‘… A network of mutuality’
Barack Obama | 10/25/2011, 2:38 p.m.
They’ll say any challenges to the existing arrangements are unwise and destabilizing. Dr. King understood that peace without justice was no peace at all; that aligning our reality with our ideals often requires the speaking of uncomfortable truths and the creative tension of non-violent protest.
But he also understood that to bring about true and lasting change, there must be the possibility of reconciliation; that any social movement has to channel this tension through the spirit of love and mutuality.
If he were alive today, I believe he would remind us that the unemployed worker can rightly challenge the excesses of Wall Street without demonizing all who work there; that the businessman can enter tough negotiations with his company’s union without vilifying the right to collectively bargain. He would want us to know we can argue fiercely about the proper size and role of government without questioning each other’s love for this country with the knowledge that in this democracy, government is no distant object but is rather an expression of our common commitments to one another.
He would call on us to assume the best in each other rather than the worst, and challenge one another in ways that ultimately heal rather than wound.
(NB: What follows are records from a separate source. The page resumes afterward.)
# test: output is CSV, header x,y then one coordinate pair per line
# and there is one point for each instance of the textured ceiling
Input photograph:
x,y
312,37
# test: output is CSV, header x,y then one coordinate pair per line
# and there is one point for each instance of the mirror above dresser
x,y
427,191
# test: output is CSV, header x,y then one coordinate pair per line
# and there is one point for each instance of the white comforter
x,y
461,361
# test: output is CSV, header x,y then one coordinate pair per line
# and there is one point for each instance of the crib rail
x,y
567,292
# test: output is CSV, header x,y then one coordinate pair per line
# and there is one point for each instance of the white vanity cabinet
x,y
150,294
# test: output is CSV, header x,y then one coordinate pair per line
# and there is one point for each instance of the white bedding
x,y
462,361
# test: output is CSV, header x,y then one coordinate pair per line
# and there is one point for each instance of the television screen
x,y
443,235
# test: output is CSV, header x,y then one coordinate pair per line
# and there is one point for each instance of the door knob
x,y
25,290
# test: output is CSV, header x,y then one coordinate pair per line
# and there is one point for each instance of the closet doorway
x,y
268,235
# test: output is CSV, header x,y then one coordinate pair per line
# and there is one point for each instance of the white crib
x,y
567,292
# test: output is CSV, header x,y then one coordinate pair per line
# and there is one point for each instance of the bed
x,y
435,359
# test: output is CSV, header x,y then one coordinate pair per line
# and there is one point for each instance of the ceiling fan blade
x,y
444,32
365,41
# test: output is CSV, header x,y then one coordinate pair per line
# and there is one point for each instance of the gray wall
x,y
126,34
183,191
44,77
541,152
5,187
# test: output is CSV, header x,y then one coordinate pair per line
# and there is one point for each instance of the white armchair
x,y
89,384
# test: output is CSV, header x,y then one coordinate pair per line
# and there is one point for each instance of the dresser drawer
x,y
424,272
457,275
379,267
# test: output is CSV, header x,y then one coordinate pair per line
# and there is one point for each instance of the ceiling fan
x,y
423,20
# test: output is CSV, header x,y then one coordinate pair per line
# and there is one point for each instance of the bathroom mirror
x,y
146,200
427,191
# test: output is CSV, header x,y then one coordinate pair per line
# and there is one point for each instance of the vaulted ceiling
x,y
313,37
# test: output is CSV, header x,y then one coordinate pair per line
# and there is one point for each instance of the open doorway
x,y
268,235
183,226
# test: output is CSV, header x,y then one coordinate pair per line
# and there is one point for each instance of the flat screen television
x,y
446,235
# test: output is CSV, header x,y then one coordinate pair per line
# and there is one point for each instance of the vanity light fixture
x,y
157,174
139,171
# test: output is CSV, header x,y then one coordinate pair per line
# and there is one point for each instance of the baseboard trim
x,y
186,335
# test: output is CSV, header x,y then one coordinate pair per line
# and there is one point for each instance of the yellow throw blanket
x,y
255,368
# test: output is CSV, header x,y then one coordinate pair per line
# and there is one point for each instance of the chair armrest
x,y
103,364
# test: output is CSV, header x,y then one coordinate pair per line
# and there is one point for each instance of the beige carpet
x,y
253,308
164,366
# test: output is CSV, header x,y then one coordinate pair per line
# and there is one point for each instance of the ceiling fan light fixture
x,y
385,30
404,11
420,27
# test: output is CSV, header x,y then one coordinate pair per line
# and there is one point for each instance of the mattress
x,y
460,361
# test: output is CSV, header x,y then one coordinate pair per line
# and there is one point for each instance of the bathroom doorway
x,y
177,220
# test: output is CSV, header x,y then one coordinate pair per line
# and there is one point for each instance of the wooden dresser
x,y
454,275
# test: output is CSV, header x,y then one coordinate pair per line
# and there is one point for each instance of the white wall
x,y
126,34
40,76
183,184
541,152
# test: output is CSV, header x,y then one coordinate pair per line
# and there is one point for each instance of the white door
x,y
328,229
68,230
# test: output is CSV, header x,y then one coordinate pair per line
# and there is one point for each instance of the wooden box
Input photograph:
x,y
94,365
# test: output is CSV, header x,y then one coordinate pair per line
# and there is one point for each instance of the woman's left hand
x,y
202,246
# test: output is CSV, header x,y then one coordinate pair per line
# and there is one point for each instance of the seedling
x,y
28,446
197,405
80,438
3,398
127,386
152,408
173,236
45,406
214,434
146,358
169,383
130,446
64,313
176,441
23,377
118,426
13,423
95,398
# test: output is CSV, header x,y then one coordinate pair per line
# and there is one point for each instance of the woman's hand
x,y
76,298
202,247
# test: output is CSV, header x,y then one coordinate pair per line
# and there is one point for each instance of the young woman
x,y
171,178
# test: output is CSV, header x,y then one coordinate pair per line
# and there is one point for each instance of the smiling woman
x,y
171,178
This is a country where ordinary people find in their hearts the courage to do extraordinary things; the courage to stand up in the face of the fiercest resistance and despair and say this is wrong, and this is right.
We will not settle for what the cynics tell us we have to accept and we will reach again and again, no matter the odds, for what we know is possible.
Excerpted from President Barack Obama’s speech at the dedication of the Martin Luther King Jr. memorial on the National Mall in Washington, D.C.